So, I should be getting my internet this week sometime (sound familiar?). I don’t know if the engineer will bother turning up this time, but I hope so.
I always knew that the internet was vital to my life, but I hadn’t realised just how much until now. The blog is a small part of it, but becoming more important. But it is things like my VoIP phone, contacting friends and family, emails, my websites, entertainment.
Pretty much everything I do involves the internet in some way. This past few weeks has been like losing an arm. Sad but true.
I am not the most social person some times, I know that. I lock myself away in my apartment quite often and only surface if invited. I enjoy watching the football and having a couple of beers. I enjoy going out and getting wrecked sometimes, but more often than not I would rather be at home.
Since splitting from Sarah, I haven’t been able to retreat to the sanctity of the apartment completely, as my online life isn’t available to me. I think it is causing me to become more stressed and (god forbid) more insular. I have no interest in relationships, a lack of interest in socialising and things at work are causing more stress for me than they realistically should. I am pretty sure that this is directly attributable to the fact that I don’t have my normal outlet for entertainment and relaxation.
I am rapidly running out of shows to watch that I downloaded before I left the old apartment, the money I was expecting to send to Sarah and the kids from the apartment deposit, doesn’t look like it will end up in my pocket. A number of things at work are really aggravating me to the point of distraction and if I have to use the shitty PCs at the internet cafe much more I will probably go postal.

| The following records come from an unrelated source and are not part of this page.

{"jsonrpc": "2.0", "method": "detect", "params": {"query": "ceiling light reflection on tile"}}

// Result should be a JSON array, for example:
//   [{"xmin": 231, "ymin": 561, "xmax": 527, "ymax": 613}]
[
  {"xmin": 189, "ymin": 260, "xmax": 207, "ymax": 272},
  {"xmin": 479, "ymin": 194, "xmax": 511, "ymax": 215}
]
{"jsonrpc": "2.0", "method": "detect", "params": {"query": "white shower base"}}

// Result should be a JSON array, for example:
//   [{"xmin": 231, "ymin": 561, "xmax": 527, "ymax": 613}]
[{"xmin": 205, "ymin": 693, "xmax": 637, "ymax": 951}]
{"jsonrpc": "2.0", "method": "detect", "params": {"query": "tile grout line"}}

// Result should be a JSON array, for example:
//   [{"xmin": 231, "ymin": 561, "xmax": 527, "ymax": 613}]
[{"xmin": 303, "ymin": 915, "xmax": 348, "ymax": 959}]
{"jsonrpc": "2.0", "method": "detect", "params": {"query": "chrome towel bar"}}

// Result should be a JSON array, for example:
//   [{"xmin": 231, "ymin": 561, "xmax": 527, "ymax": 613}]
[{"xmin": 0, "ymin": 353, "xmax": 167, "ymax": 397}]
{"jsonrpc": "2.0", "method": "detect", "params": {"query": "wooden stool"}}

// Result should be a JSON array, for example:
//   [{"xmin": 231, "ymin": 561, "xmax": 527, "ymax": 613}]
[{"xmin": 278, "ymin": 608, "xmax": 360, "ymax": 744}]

Still, it’s not all bad. I have formed a bond with my cats !?! You see on films the crazy cat lady – I am well on my way to being crazy cat guy. I talk to them ffs, regularly, I even ask questions and am more than a little surprised when they offer nothing beyond a purr.
Dammit T-Com, don’t you see what you are doing to me here?
On the plus side, the stress (self inflicted or otherwise) has allowed me to lose some weight….which is nice. I am kind of able to satiate my net needs at work and the internet cafe, but I kind of feel like the lead character of Moonlight. A vampire that survives on pre-packed blood instead of the fresh stuff. Sure, he can survive on it, but when he is out in the desert and needs to feed, it is a bit shit to miss out on the good stuff….
Where am I going with this post? I have no idea…and neither will anyone reading this. I can’t even dredge any humour out of the situation at the moment.
Sorry internet, I am sure I will be ecstatic and mildly humourous when you return to me….hopefully this week.